A couple who won accolades for adopting dozens of handicapped children were acquitted Wednesday of charges they let three youngsters die of neglect and abused others with cattle prods and beatings. They were convicted, however, of racketeering and forgery.
The split verdict capped the yearlong trial of Dennis and Diane Nason and followed seven days of jury deliberation. The couple had adopted 84 children in addition to their six biological children and raised them in a 33-room farmhouse.The Nasons remained free pending sentencing Feb. 6; each could get anything from probation to 20 years.
Diane Nason said she felt vindicated because she felt the manslaughter and child abuse charges were the most important.

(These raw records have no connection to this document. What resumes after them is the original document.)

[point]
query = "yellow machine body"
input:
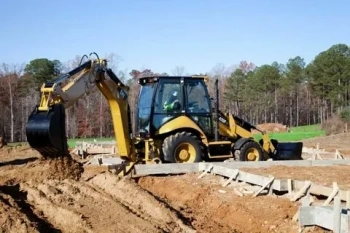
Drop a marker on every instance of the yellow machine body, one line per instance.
(176, 120)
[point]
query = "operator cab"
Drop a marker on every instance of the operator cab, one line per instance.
(163, 98)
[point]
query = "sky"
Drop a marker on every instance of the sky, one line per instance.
(162, 34)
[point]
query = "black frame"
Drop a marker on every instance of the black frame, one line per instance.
(184, 102)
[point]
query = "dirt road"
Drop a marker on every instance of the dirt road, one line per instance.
(63, 196)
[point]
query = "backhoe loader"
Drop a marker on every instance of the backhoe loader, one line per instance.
(176, 120)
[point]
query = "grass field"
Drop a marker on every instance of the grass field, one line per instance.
(296, 134)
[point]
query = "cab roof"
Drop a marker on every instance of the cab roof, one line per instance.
(155, 78)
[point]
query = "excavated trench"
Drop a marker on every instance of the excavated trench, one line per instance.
(62, 196)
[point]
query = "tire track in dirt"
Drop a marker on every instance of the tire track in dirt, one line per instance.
(214, 211)
(136, 199)
(87, 211)
(16, 215)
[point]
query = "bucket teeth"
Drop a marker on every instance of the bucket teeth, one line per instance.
(45, 132)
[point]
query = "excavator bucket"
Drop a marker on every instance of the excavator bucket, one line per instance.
(45, 131)
(289, 151)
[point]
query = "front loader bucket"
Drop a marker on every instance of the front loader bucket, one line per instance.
(45, 131)
(289, 151)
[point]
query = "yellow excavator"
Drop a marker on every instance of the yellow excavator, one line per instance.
(176, 120)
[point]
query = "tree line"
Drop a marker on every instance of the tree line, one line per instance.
(292, 93)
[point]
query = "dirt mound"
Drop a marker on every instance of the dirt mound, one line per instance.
(34, 169)
(316, 174)
(212, 211)
(140, 202)
(64, 168)
(272, 127)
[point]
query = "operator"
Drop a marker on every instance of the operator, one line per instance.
(173, 103)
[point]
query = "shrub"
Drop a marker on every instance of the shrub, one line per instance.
(334, 125)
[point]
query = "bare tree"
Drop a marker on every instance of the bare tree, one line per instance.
(11, 74)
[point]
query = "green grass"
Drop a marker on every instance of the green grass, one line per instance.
(297, 133)
(72, 142)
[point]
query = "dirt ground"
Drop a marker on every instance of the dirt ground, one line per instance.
(331, 143)
(63, 196)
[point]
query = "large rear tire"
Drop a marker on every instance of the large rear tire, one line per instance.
(251, 151)
(182, 147)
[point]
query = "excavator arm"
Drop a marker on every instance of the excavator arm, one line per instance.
(45, 128)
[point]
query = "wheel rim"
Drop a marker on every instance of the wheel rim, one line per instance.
(185, 153)
(252, 154)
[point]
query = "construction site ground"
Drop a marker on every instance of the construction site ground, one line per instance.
(61, 195)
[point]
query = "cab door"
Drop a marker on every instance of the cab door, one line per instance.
(198, 104)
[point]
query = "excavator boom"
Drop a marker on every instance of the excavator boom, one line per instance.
(45, 129)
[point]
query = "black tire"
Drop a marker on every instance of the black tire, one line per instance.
(173, 143)
(247, 148)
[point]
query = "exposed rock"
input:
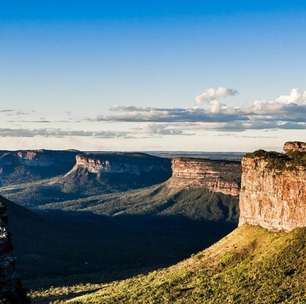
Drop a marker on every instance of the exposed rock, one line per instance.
(11, 291)
(216, 176)
(31, 165)
(120, 163)
(294, 146)
(273, 190)
(92, 165)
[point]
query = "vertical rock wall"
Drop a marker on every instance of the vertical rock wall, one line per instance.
(273, 190)
(216, 176)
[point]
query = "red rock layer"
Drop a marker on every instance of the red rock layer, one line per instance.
(216, 176)
(273, 197)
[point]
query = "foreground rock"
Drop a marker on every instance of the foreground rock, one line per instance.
(273, 189)
(11, 291)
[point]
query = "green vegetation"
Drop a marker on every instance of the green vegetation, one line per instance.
(118, 236)
(280, 161)
(251, 265)
(162, 200)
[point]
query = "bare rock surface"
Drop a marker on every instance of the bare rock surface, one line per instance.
(215, 175)
(273, 189)
(294, 146)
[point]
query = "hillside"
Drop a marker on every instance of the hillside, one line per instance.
(250, 265)
(159, 200)
(32, 165)
(55, 247)
(92, 174)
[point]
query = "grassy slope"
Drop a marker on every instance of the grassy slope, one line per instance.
(251, 265)
(55, 246)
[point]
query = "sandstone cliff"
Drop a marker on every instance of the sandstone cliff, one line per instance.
(294, 146)
(215, 175)
(11, 291)
(273, 189)
(121, 163)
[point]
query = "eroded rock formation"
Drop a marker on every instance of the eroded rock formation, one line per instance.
(273, 189)
(215, 175)
(11, 291)
(294, 146)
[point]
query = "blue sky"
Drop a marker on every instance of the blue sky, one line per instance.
(64, 64)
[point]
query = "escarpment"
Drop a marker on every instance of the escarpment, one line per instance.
(11, 291)
(273, 189)
(215, 175)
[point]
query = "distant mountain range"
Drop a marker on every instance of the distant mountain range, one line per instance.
(77, 175)
(93, 228)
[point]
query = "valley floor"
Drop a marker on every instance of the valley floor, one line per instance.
(250, 265)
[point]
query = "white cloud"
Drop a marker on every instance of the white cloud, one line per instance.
(211, 97)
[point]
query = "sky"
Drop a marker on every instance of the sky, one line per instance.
(214, 75)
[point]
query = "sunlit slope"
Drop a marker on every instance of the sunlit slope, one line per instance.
(162, 200)
(251, 265)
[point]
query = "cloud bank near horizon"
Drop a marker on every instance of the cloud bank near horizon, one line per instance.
(283, 112)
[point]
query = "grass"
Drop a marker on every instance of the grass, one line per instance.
(281, 161)
(250, 265)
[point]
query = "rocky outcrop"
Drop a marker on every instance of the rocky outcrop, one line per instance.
(215, 175)
(120, 163)
(11, 291)
(294, 146)
(91, 164)
(273, 189)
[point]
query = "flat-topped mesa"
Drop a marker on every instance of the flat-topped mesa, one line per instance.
(27, 155)
(11, 291)
(121, 163)
(294, 146)
(273, 190)
(215, 175)
(92, 165)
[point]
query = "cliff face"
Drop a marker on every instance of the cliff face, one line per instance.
(273, 190)
(294, 146)
(120, 163)
(92, 165)
(31, 165)
(216, 176)
(10, 288)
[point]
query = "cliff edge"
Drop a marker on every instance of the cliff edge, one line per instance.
(215, 175)
(273, 188)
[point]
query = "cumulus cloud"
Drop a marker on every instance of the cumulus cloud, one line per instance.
(149, 114)
(166, 129)
(7, 132)
(283, 112)
(211, 98)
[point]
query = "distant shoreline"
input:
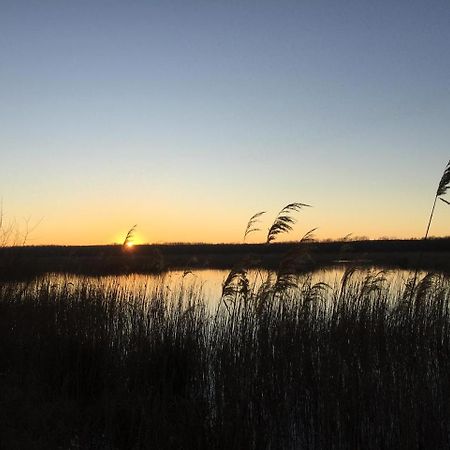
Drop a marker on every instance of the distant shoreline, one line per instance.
(26, 261)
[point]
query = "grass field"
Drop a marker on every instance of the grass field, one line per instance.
(362, 366)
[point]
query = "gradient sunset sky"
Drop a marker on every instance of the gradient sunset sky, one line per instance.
(188, 117)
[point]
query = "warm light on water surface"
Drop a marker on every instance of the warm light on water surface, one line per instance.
(207, 284)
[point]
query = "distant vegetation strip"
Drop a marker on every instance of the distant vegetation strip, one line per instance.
(114, 259)
(291, 365)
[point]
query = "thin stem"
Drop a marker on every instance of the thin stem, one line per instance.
(431, 218)
(419, 259)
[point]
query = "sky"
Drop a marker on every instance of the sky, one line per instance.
(187, 117)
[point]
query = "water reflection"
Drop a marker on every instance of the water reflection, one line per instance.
(208, 283)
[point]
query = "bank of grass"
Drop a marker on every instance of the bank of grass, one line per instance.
(363, 365)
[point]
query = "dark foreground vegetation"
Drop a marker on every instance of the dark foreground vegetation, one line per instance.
(23, 262)
(291, 366)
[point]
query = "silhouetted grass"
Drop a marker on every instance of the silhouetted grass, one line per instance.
(23, 262)
(364, 365)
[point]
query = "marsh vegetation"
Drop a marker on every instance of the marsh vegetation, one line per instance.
(362, 364)
(287, 362)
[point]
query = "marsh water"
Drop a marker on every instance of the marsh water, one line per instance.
(207, 284)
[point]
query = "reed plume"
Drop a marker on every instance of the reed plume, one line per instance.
(130, 235)
(444, 185)
(251, 224)
(284, 221)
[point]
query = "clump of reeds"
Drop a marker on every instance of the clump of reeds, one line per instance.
(356, 365)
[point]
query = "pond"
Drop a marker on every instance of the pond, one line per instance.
(207, 284)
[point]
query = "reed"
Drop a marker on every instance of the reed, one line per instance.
(95, 366)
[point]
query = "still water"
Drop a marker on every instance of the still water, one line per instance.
(208, 283)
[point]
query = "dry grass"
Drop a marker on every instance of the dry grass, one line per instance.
(92, 366)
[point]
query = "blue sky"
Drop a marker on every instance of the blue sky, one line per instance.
(188, 117)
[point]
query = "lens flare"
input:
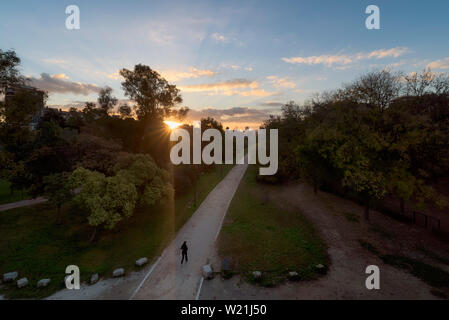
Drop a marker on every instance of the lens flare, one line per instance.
(172, 124)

She said she and her husband simply adopted too many children.
"My heart was bigger than it should have been. I don't think I was wrong. I don't know anything about racketeering. All we had was a mob of kids."
Prosecutors accused the couple of allowing three small children to die neglected in their beds - an infant girl who died of starvation in 1988, and a boy of about 2 and a girl of about 4 who died of a form of dysentery called shigella in 1985, days apart.
Dennis Nason was acquitted of manslaughter in the children's deaths, while Diane Nason was acquitted on two of three manslaughter charges. The jury was deadlocked on the third count.
Their forgery conviction involved falsifying records to adopt more children. The racketeering charge alleged they ran their family as a criminal enterprise, adopting more and more children to keep money coming in from contributors.
The Nasons countered they were victims of a witch hunt by state child welfare workers who did nothing to help them care for children no one else wanted.